Is every norm for real matrices extensible to a norm for complex matrices?

Question

I was browsing this website haphardly and hit upon this question: Do we have for all $M \in SL_n(\Bbb K)$, $\lVert M \rVert \geq 1$ when $\lVert \cdot \rVert$ is a matrix norm? . It suddenly dawned on me that all submultiplicative matrix norms I have ever seen are actually defined for complex matrices. None of them is defined specifically for real matrices. Is it because every submultiplicative norm for real matrices is extensible to the complex case? More specifically:

Suppose $\|\cdot\|_r$ is a submultiplicative matrix norm on $M_n(\mathbb R)$. (The subscript $r$ is just a notation; it is not a number and it doesn't signify any specific matrix norm.)

Does there always exist a submultiplicative norm $\|\cdot\|_c$ on $M_n(\mathbb C)$ such that $\|A\|_r=\|A\|_c$ for every $A\in M_n(\mathbb R)$?

If homogenity and submultiplicativity are not required, we can pick a vector norm on $\mathbb R^2$ and define $\|X+iY\|_c=\|(\|X\|_r,\|Y\|_r)\|$. However, I don't see any way to implement the homogenity condition $\|(a+ib)(X+iY)\|_c=|a+ib|\|X+iY\|_c$, not to mention submultiplicativity.

I have also considered the case where there exists a submultiplicative norm $\|\cdot\|_R$ on $M_{2n}(\mathbb R)$ such that $$\left\|\pmatrix{A&0\\ 0&A}\right\|_R=\|A\|_r$$ for every $A\in M_n(\mathbb R)$. My first thought was to define $$\|X+iY\|_c=\left\|\pmatrix{X&-Y\\ Y&X}\right\|_R.$$ If such a norm $\|\cdot\|_R$ does exist, then $\|\cdot\|_c$ is automatically submultiplicative. However, I don't see any reason why $\|\cdot\|_R$ should exist and why the homogenity condition $$\left\|\pmatrix{aI&-bI\\ bI&aI}\pmatrix{X&-Y\\ Y&X}\right\|_R=|a+ib|\left\|\pmatrix{X&-Y\\ Y&X}\right\|_R.$$ is satisfied.

Answer 1

Here is a partial answer: every submultiplicative norm $\|\cdot\|_r$ on $M_n(\mathbb R)$ $\underline{\text{with $\|I\|_r=1$}}$ can be extended to a submultiplicative norm $\|\cdot\|_c$ on $M_n(\mathbb C)$.

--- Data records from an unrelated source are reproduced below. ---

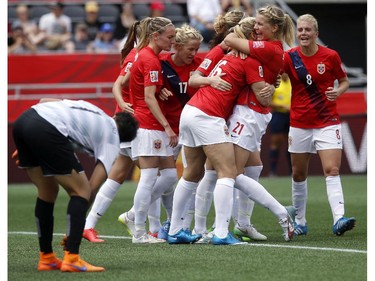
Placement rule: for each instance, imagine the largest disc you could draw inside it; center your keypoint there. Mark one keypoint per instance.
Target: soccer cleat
(227, 240)
(291, 212)
(63, 242)
(206, 238)
(343, 225)
(146, 239)
(48, 262)
(183, 237)
(300, 229)
(163, 232)
(124, 219)
(73, 263)
(248, 232)
(91, 235)
(287, 223)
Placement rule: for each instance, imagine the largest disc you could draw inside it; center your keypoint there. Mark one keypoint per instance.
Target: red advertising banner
(91, 76)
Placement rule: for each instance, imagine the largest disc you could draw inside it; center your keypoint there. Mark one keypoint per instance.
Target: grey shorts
(41, 144)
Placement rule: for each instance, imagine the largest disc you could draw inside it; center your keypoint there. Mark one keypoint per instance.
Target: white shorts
(198, 129)
(247, 127)
(151, 143)
(311, 140)
(126, 149)
(176, 151)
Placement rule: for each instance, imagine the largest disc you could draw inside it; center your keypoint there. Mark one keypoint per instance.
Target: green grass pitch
(318, 256)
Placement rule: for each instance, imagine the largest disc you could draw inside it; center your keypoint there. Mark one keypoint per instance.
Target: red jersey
(309, 105)
(239, 73)
(176, 81)
(271, 55)
(124, 69)
(145, 71)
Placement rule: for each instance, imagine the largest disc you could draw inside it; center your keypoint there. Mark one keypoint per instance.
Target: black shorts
(280, 123)
(39, 143)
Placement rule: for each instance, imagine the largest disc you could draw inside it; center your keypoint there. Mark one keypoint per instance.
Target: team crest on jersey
(154, 76)
(260, 69)
(157, 144)
(128, 66)
(258, 44)
(321, 68)
(226, 131)
(205, 63)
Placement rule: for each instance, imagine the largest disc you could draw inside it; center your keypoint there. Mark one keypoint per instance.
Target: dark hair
(127, 126)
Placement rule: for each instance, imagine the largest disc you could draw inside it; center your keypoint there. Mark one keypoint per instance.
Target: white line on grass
(250, 244)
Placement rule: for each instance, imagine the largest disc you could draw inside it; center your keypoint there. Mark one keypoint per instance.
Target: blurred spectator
(18, 42)
(241, 5)
(104, 42)
(156, 9)
(30, 27)
(92, 19)
(202, 15)
(124, 21)
(56, 27)
(80, 40)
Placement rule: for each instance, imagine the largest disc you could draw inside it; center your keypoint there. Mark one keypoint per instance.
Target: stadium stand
(108, 13)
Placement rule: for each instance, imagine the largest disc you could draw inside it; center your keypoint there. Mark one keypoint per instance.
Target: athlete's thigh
(222, 158)
(167, 162)
(193, 161)
(75, 184)
(331, 161)
(48, 188)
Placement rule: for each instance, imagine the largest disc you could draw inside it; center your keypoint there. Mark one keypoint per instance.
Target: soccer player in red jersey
(250, 117)
(124, 162)
(201, 78)
(314, 121)
(177, 68)
(204, 133)
(155, 140)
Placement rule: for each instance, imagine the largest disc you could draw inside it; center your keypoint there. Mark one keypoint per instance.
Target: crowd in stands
(55, 30)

First, define a vector norm on $M_n(\mathbb C)$ by $$ \|A\|_v=\max_{\omega\in\mathbb C,\,|\omega|=1}\|\Re(\omega A)\|_r. $$ Then define a matrix norm on $M_n(\mathbb C)$ by $$ \|A\|_c=\max_{Z\in M_n(\mathbb C)\setminus0}\frac{\|AZ\|_v}{\|Z\|_v}. $$ This, by definition, is an induced norm (although it is induced by a vector norm on $M_n(\mathbb C)$ rather than by a vector norm on $\mathbb C^n$). Hence it is submultiplicative.

Now suppose $A$ is real. We want to show that $\|A\|_c=\|A\|_r$. First, note that $\|A\|_v=\|A\|_r$ because $\Re(\omega A)=\Re(\omega)A$ in this case. It follows that $$ \|A\|_c=\max_{X\ne0}\frac{\|AZ\|_v}{\|Z\|_v} \ge\frac{\|AI\|_v}{\|I\|_v} =\frac{\|AI\|_r}{\|I\|_r} =\|A\|_r. $$ Next, if $A=0$, surely $\|A\|_c=\|A\|_r$. Suppose $A$ is a nonzero real matrix. Let $Z$ be a nonzero complex matrix such that $\|A\|_c=\frac{\|AZ\|_v}{\|Z\|_v}$. Since $A\ne0$, we must have $\|A\|_c>0$ and hence $AZ\ne0$. Let $\omega$ be any complex number on the unit circle such that $\|AZ\|_v=\|\Re(\omega AZ)\|_r$. Let $X=\Re(\omega Z)$. Then $\|AZ\|_v=\|\Re(\omega AZ)\|_r=\|AX\|_r$ and $\|Z\|_v\ge\|\Re(\omega Z)\|_r=\|X\|_r$. Since $AZ\ne0$, $X$ is necessarily nonzero. Therefore $$ \|A\|_c=\frac{\|AZ\|_v}{\|Z\|_v} \le\frac{\|AX\|_r}{\|X\|_r} \le\frac{\|A\|_r\|X\|_r}{\|X\|_r} =\|A\|_r. $$ Consequently, $\|A\|_c=\|A\|_r$ when $A$ is real.